EXAALT researchers explore speculative task methods to improve scalability

A team working on the ECP’s Exascale Atomistic Capability for Accuracy, Length, and Time (EXAALT) project has developed a task-level speculative method that maximizes parallelism and computational throughput at large scales by predicting whether task-level outputs will be used in subsequent executions. Their method optimizes resource allocation and improves strong scalability, returning 2 to 20× execution speed-ups in tests with EXAALT’s ParSlice simulator on a range of physical systems. Improvements were greatest when a system was most complex and resulted in lower speculative task probabilities and a greater ability to leverage the trade-off between overall task throughput and decreased time-to-solution for highly likely tasks. The researchers’ work was published in the September 2022 issue of Parallel Computing.

The growth in processing elements in high-performance and exascale computing systems presents a challenge to programmers to incorporate increasing parallelism in more efficient ways. Many programmers have turned to task-based programming, whereby the application’s execution is divided into tasks that can be run independently and in any order. Task-level speculation, which makes computational tasks available as subsequent inputs before their usefulness in later tasks is known, promises higher concurrency and improved strong scalability if speculations can be made accurate enough so that reuse of outputs increases.

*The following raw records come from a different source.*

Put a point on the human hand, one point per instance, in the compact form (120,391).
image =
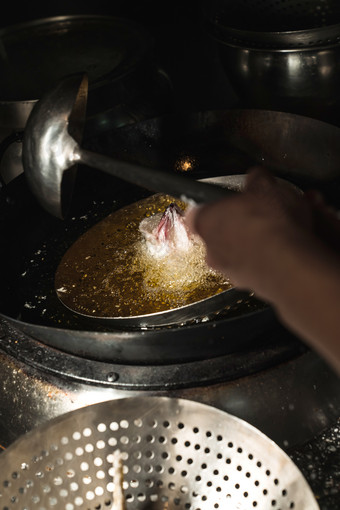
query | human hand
(247,235)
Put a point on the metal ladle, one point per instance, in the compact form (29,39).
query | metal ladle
(51,151)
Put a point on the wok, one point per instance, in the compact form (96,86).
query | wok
(33,242)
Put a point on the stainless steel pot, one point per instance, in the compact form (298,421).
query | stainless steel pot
(280,55)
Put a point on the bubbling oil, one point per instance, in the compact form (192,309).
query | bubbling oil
(109,271)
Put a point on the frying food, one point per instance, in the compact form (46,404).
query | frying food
(139,260)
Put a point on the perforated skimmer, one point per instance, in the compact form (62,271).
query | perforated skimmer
(176,454)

Currently, many algorithms are not able to fully utilize high-performance computing systems. Speculation can significantly improve scalability when the number of “certain” tasks is insufficient to fully occupy the machine but a larger number of likely tasks can be identified. The team applied their task-level speculative method to multiple synthetic task probability distributions as well as ParSplice, a scientific application that along with LAMMPS and LATTE makes up the EXAALT framework for molecular dynamics–based atomistic simulations. The team tested their method in a dynamic setting with preemptable and restartable tasks, allowing for pauses for periodic resource reevaluation and restarts following resource reallocations at fixed time intervals, when certain tasks are completed, or when a change of context dictates.

The researchers’ novel method fills a gap in exploration of task-level speculative algorithms to solve scalability issues in the exascale era and points to significant potential payoffs with further development. Future work includes considering the usefulness of reformulating problems as task-level speculative executions and developing efficient task scheduling and resource reallocation strategies that will allow them to deploy them at scale.

Andrew Garmon, Vinay Ramakrishnaiah, and Danny Perez. “Resource Allocation for Task-Level Speculative Scientific Applications: A Proof of Concept Using Parallel Trajectory Splicing.” 2022. Parallel Computing (September).


Comparison between a uniform allocation of resources (bottom left) and the optimal allocation of resources (bottom right) when speculative tasks can be assigned a usefulness probability (top). Shown by each color, resources can be assigned according to individual task probabilities to maximize total expected throughput.